Chiens dangereux : la sécurité du public doit être priorisée

LA VOIX DES LECTEURS / En réponse à l’article Chiens dangereux : «Les gens n’ont jamais été si peu en sécurité», je souhaite apporter un éclairage sur la situation telle qu’elle est présentée dans l’article, en tant que citoyenne, médecin vétérinaire et éthicienne.

La loi et son règlement demandent que les évaluations de dangerosité soient effectuées par des médecins vétérinaires. Il est indéniable que le Québec compte présentement peu de médecins vétérinaires disponibles pour les faire, mais revenir à la situation antérieure où les villes pouvaient mandater toute personne de leur choix n’est pas une option justifiable devant le public, et encore moins devant les victimes.

Le Québec compte un bon nombre d’éducateurs canins et de techniciens en santé animale formés en comportement et compétents, toutefois, on n’a aucun moyen d’assurer à la population la compétence de ces intervenants canins. Ils n’ont aucune obligation déontologique, puisqu’il n’existe pas de formation reconnue et qu’il n’y a pas d’encadrement de la pratique des éducateurs canins.

Les évaluations de dangerosité sont des actes demandant de poser un regard le plus objectif possible sur les événements, l’historique de l’animal, les observations faites en examinant l’animal et ses réactions. La sécurité du public doit être priorisée, mais, selon la gravité de la situation, le propriétaire et le bien-être du chien seront aussi considérés. L’impartialité est essentielle!

Présentement, il n’y a que les médecins vétérinaires qui ont des obligations à la fois envers le public (toujours la priorité dans l’application de ce règlement) et envers les animaux. Ils doivent aussi pouvoir démontrer leur formation et compétence pour les actes qu’ils posent, et assumer leur responsabilité professionnelle en cas de poursuite ou plainte déontologique.
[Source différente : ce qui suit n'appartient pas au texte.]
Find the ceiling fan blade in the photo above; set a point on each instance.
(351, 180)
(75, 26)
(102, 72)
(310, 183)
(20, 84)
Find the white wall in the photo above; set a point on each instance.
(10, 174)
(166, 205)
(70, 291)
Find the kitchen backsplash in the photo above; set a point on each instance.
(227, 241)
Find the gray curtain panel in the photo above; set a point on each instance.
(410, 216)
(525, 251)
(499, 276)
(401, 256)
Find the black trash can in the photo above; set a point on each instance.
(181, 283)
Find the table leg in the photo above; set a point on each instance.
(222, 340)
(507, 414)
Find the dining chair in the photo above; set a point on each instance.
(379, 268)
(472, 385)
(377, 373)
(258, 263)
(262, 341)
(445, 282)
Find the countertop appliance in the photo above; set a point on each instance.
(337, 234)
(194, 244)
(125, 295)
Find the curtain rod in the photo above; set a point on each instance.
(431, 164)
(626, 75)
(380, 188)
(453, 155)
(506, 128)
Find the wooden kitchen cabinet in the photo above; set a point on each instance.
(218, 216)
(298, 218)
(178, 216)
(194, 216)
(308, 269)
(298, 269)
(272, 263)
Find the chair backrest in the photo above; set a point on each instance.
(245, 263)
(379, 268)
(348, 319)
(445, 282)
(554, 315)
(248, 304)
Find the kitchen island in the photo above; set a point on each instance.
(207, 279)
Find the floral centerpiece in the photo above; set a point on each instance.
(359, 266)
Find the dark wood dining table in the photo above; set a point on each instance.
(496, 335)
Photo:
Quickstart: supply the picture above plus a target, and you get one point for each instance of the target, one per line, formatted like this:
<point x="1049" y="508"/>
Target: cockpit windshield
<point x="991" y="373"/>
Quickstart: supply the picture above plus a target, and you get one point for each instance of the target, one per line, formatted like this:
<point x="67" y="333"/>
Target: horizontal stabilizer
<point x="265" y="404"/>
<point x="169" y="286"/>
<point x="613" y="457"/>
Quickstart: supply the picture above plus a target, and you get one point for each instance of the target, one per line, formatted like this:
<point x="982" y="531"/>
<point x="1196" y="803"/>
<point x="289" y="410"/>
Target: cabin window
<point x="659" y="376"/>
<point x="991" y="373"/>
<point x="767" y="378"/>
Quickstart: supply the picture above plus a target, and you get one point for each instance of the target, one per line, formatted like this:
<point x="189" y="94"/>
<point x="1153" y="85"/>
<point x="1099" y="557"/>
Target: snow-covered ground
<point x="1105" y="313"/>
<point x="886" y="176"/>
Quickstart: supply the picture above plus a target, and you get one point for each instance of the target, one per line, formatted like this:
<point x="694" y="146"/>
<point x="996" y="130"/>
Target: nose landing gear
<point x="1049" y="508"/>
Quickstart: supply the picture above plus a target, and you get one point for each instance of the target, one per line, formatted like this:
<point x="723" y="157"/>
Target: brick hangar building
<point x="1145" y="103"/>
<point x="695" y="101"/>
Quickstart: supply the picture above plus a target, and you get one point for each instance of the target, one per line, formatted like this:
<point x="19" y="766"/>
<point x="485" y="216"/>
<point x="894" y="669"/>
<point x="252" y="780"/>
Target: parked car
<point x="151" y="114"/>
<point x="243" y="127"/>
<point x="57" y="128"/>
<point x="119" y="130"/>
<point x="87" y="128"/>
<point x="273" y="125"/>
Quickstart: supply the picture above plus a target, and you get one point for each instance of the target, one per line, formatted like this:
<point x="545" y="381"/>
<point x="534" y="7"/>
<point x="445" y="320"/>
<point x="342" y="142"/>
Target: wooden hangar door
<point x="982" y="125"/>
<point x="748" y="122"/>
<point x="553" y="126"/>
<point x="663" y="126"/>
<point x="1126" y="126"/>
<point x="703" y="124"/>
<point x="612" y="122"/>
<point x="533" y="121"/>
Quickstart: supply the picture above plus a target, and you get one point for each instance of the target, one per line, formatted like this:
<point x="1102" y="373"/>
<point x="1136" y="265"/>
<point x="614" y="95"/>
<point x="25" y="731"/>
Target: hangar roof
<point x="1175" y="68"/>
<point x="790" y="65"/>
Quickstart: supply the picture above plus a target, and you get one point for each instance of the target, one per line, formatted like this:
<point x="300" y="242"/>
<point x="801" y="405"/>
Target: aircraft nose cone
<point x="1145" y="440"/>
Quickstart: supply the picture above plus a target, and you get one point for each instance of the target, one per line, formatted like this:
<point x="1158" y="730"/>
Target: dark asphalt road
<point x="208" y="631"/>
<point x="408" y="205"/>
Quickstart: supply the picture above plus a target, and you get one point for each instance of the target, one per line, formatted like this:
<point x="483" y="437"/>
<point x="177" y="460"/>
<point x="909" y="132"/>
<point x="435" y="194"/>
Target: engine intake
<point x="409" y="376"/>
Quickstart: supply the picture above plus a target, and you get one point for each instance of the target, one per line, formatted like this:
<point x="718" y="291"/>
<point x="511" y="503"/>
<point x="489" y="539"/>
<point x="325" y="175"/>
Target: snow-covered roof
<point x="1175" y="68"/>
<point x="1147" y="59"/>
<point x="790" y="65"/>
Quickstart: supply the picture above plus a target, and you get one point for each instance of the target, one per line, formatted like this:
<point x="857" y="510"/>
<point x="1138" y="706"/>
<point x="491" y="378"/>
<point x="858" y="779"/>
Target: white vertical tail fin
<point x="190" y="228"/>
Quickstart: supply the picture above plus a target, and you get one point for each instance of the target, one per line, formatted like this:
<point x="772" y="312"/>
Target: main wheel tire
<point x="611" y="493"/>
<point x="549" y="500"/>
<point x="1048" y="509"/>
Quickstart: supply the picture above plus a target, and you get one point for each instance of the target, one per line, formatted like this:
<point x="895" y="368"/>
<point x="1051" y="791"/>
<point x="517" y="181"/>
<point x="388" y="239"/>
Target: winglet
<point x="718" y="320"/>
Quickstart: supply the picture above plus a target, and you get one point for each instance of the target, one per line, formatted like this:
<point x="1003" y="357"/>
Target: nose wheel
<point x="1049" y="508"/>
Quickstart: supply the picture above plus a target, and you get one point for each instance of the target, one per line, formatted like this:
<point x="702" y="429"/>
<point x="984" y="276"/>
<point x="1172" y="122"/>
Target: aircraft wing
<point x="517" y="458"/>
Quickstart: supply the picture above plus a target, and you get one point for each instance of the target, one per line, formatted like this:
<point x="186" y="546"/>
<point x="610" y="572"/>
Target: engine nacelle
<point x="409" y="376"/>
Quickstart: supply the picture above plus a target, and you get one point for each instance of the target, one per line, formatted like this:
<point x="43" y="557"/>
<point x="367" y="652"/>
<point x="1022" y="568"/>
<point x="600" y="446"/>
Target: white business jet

À l’heure actuelle, je crois que la meilleure solution pour protéger la sécurité publique est un travail d’équipe entre vétérinaires et collaborateurs.

Que les autorités proposent des solutions créatives et durables, je le souhaite ardemment. Pour ce faire, elles devront aussi assurer la qualité du service et être capables de justifier leur choix d’expert en cas de contestation juridique.